I created five variants of CSV files from Microsoft Excel 2013:
sample-mac.csvsample-dos.csvsample-comma.csvsample-tab-delimited.csv(actually saves as .txt but a change of extension doesn’t hurt)sample-unicode.csv
Excel provides options for saving in those formats. The last encodes with "utf-16" by default. The rest are plain texts (ascii). The plain text variants differ in terms of the end-of-line character ("\r" for mac, and "\r\n" for others created on an MS-Windows system). Plain text files (including csv files) created on Linux use only "\n" for EOL.
So I have a file which is an instance of InMemoryUploadedFile and I get a iterable generator containing all the chunks from that file:
chunks = file.chunks()
# where chunks is a generator
and I take the text in the first chunk for sampling:
sampler = next(chunks)
The sampler is still a binary text at the moment. So I decode the text and observe …

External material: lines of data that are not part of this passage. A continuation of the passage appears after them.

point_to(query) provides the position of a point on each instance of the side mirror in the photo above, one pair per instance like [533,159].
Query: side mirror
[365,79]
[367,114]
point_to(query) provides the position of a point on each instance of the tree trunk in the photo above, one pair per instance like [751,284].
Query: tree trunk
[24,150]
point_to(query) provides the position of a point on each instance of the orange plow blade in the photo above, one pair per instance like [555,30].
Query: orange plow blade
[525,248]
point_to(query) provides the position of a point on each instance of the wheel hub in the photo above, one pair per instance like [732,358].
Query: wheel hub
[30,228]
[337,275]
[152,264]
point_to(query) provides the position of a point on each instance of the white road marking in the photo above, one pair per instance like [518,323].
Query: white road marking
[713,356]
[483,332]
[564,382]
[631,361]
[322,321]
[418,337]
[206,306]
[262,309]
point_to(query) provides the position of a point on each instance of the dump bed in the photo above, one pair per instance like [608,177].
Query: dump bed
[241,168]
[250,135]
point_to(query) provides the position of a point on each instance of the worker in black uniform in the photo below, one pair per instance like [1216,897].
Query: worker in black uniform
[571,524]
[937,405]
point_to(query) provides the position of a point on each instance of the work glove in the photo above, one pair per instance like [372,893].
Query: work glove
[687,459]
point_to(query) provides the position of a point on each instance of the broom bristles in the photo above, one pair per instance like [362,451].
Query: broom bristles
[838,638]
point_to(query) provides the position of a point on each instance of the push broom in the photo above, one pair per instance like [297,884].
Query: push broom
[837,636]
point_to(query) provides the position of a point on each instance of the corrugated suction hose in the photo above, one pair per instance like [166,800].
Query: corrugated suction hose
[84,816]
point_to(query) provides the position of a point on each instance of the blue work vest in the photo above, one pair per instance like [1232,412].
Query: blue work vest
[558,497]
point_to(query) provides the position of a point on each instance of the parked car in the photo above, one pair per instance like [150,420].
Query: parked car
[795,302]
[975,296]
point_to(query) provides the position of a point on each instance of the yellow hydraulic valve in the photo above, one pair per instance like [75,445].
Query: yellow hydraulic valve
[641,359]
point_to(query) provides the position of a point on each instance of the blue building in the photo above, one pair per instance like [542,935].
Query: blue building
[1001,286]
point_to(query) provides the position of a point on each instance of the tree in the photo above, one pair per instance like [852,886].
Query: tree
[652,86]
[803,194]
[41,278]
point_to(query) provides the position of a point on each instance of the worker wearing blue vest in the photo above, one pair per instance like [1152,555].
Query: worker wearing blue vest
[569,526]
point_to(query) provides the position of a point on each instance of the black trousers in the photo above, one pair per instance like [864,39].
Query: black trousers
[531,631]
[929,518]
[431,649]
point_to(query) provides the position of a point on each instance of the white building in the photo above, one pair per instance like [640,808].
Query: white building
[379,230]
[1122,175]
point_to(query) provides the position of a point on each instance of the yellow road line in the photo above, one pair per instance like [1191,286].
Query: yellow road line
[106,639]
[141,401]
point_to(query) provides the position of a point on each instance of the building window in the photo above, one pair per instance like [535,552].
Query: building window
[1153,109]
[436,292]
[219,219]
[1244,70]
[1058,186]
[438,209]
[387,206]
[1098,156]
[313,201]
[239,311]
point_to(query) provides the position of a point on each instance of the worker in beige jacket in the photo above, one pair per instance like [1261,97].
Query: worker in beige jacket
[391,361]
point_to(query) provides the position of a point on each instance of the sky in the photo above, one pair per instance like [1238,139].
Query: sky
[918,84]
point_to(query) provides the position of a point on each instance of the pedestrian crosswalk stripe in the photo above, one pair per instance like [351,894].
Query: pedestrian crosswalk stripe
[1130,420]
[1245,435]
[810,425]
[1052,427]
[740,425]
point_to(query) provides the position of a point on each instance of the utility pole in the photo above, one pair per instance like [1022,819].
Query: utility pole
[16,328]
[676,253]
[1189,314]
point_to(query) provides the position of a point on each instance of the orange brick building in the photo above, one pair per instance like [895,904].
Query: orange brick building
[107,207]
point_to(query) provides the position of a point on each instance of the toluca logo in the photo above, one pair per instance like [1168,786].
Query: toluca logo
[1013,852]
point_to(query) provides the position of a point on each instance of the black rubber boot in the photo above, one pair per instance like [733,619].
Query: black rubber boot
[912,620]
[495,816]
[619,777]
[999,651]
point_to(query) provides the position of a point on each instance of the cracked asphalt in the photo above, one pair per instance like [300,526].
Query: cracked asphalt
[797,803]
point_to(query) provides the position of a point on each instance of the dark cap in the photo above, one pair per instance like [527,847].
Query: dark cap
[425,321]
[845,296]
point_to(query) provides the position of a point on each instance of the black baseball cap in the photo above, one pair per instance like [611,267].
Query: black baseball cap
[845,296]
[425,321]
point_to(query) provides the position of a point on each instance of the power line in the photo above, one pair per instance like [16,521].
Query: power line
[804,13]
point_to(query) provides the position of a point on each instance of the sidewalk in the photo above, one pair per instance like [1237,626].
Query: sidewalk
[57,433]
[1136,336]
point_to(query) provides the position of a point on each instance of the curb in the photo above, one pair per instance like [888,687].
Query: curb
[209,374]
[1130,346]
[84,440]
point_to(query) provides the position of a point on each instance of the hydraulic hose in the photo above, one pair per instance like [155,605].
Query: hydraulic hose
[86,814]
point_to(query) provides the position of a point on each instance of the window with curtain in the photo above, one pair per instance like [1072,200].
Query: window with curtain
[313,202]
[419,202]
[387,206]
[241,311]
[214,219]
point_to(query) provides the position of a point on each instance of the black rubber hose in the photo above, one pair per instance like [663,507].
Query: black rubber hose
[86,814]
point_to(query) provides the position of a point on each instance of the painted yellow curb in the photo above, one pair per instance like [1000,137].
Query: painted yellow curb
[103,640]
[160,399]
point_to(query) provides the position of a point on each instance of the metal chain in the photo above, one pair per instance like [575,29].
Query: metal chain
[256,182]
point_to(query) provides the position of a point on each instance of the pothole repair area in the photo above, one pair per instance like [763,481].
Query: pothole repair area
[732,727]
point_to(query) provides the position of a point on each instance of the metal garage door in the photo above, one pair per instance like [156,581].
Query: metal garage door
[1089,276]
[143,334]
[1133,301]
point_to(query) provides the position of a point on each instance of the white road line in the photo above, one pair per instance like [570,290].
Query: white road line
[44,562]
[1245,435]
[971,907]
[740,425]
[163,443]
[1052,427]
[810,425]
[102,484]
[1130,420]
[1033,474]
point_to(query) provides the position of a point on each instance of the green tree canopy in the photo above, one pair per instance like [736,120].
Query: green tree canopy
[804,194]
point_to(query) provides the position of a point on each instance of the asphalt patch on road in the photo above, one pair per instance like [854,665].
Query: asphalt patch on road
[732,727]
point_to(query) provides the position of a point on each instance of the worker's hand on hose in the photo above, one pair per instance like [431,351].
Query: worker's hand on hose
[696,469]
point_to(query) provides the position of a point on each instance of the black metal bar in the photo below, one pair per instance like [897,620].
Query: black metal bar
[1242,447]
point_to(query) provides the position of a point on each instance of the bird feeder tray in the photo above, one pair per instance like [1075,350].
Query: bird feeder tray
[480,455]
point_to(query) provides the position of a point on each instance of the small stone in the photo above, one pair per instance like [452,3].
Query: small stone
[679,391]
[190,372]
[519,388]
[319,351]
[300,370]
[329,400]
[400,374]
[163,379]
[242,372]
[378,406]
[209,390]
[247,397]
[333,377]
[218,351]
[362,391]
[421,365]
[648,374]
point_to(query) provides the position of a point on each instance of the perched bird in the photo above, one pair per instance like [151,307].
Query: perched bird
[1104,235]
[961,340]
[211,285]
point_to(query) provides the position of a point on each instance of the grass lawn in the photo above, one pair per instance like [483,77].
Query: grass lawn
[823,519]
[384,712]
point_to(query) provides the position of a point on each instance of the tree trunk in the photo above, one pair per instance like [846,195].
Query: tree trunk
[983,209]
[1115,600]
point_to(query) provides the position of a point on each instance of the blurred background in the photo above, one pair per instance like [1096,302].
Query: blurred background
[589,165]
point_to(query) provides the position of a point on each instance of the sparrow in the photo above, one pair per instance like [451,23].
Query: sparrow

print(sampler.decode(charset))
# where charset is ascii (None implies utf-8)
OBSERVATION:
The string characters in the sampler decode properly (as expected) except for sample-mac.csv (the first file sample). Somehow, somewhere … the chunks() mangle or truncate the string such that the final output is a miserable (small) version of the intended. Some characters are lost! Why? It only happens in sample-mac.csv.
Now here is the bummer:
when I open and read the same file directly via a python shell, it reads perfectly.
file = open("sample-mac.csv", "r")
read = file.read()
print(read)
file.close()
The above code prints out everything – same encoding and all. So python reads the same file properly but something messes with the file when it passes through InMemoryUploadedFile.chunks(). Does anyone have an explanation for this?